Being a student who lives with chronic health challenges requires acquiring and mastering a sophisticated skill set that is not part your educational curriculum.
Any successful student learns to adapt to norms and rules set by others – - starting in preschool. Isn’t that the name of the game? And those who develop this skill early are more likely to succeed in this environment. Adaptation becomes even more important when you are in post highschool education — college, graduate school or technical school.
Being able to adapt is critical when you live with any kind of chronic health challenge because you live with unpredictable issues that are often beyond your control.
In “When It Comes to Chronic Illness, College Campuses have a Lot to Learn”, Cogniscenti, WBUR.org Laurie Edwards explores what happens when students with chronic illness face rigid college norms and rules. Laurie points to opportunities for colleges to change their response to more directly meet these students needs. At least 7% of American youth live with at least one ongoing health condition that disrupts daily activities,not an insignificant number. But few educational institutions are committed to recognizing this distinct population (as opposed to visible ‘disabilities).
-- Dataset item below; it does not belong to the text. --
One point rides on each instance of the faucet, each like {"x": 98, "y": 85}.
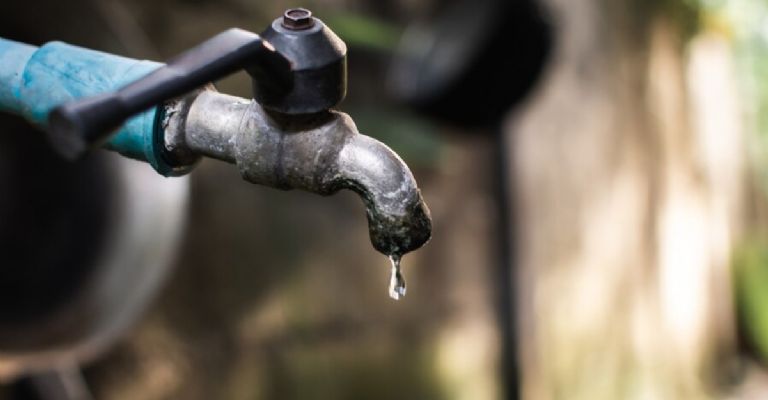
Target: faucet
{"x": 288, "y": 137}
Nor are they interested in putting their resources toward meeting their needs.
That puts the burden on the individual, you, to figure out how to manage the situation so it doesn’t manage you. Edwards writes, “Illness isn’t a free pass for incomplete work; it’s an extenuating circumstance that requires negotiation and mutual accountability.”
I offer a program for students and post grads to acquire these skills and others — to identify what is most possible while living with debilitating symptoms. If you’re a student with chronic health challenges, you have the opportunity to learn and master skills that will help you be more successful in living with debilitating symptoms.
As Laurie notes, you will need these skills to be successful throughout your work life.